It's easy to understand why many musicians keep their distance from their bandmates when they have free time in their schedules. Weeks, months or years stuck together on tour or in recording studios can grate on the most peaceful spirits among us.
But Rush never seemed to have those challenges.
Geddy Lee, Alex Lifeson and Neil Peart always seemed to be the best of friends on and offstage. It's part of what so endeared them to their fanbase and why Peart's death in January 2020 was so understandably devastating to everyone around the band.
While news of Peart's three-and-a-half-year battle with brain cancer shocked the rock world, what was even more surprising was that Peart's family, his Rush bandmates and several other close friends had dutifully guarded the drummer's secret for so long.
Peart suspected something was wrong about 10 months after Rush took its final bows on its career-spanning 'R40' tour (after which Peart retired from music, citing an accumulation of injuries that made it difficult for him to perform).
A doctor's visit and several tests confirmed the Rock and Roll Hall of Famer had glioblastoma, a form of brain cancer. He was given 12 - 18 months to live, though he eventually defied that projection.

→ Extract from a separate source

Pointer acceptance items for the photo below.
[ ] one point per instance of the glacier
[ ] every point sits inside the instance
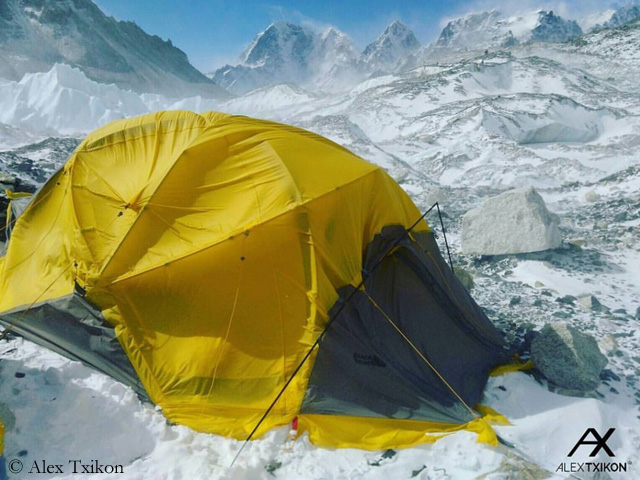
(470, 125)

In a recent conversation with Rolling Stone, Lifeson pointed to the exact moment he began to worry about his bandmate of more than 40 years. On his birthday in August of '16, Lifeson received a FaceTime call from Peart.
“It was so unusual to get a call from him, because he was never comfortable on the phone,” the guitarist recalled. “You’d get these beautiful emails from him. But he wasn’t that crazy about talking to anybody. I was in shock. But I could tell there was something weird. I thought maybe it was a difficulty with a connection or something. But he just didn’t seem like he normally was. And I kept thinking about it afterwards.”
Peart was scheduled to have surgery soon, but he didn't yet know how to give the news.
About two weeks later, the drummer took to his preferred method of communication — e-mail — to drop the hammer.
"He basically blurted it out," Lee said, before recalling Peart's precise verbiage: "'I have a brain tumor. I'm not joking.'"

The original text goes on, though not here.